The New York Times Magazine does an in-depth profile of author Chang-rae Lee, which was fascinating for me on a number of levels.
Lee is able to live a very normal life in suburban New Jersey, but can create such incredible art within his mind to share with us. Working in Bergen County, NJ for 2 years (2001-3) I was really overwhelmed by the lack of culture, the chain stores, the strip malls, and the homogeneity of the landscape. One does have to admit that Princeton, though, is not typical NJ.
“…I mean, if you had said to me at home, ‘Are you a happy kid?’ I would have said yes, but going to that camp was like discovering another gear you didn’t know you had. And I think that’s also the first time where I could kind of see myself. The funny thing about growing up in a town where you’re one of a few Asian kids or minorities is you don’t really see yourself.
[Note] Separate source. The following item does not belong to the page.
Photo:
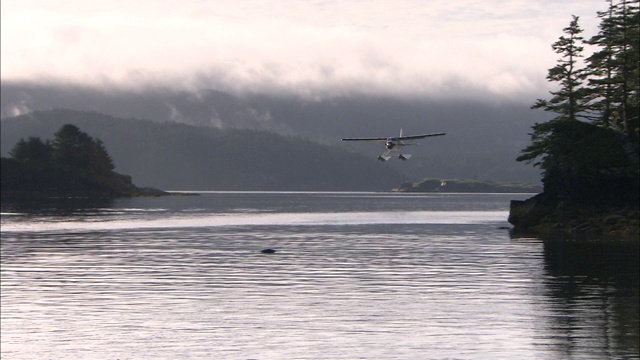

Everyone else sees you, and you get a kind of vibe, but you never actually see yourself.”
That part resonated with me, even though I grew up in NYC, surrounded by other Asians in general, but not too many other Asians specifically (i.e. within my educational experience.) I also attended, for one summer, a Japanese-American summer camp in the Catskills, Camp Furusato, something akin to what Lee was speaking about. Camp Furusato was a great experience for me, and I have foggy but fond memories of the place.
Because I never went to Saturday Japanese school in America, and because my parents are Japanese nationals, I never really understood what it meant to be “Japanese-American.” I knew what it meant to be a New Yorker, and I knew what it meant to be Japanese (when I travelled back to Japan on vacation to visit family.) But the Japenese-American experience eluded me. I had a brief taste of it one summer at that camp, but I really didn’t get it until I moved to Los Angeles in 1996, for my first job out of college. That’s when I understood what it meant to be Japanese-American.
While I can certainly be classified as Japanese-American, I feel a lot more comfortable with the classification of Japanese AND American. It seems like a small distinction, but to someone who did not grow up with any kind of Japanese-American culture, it is a crucial difference.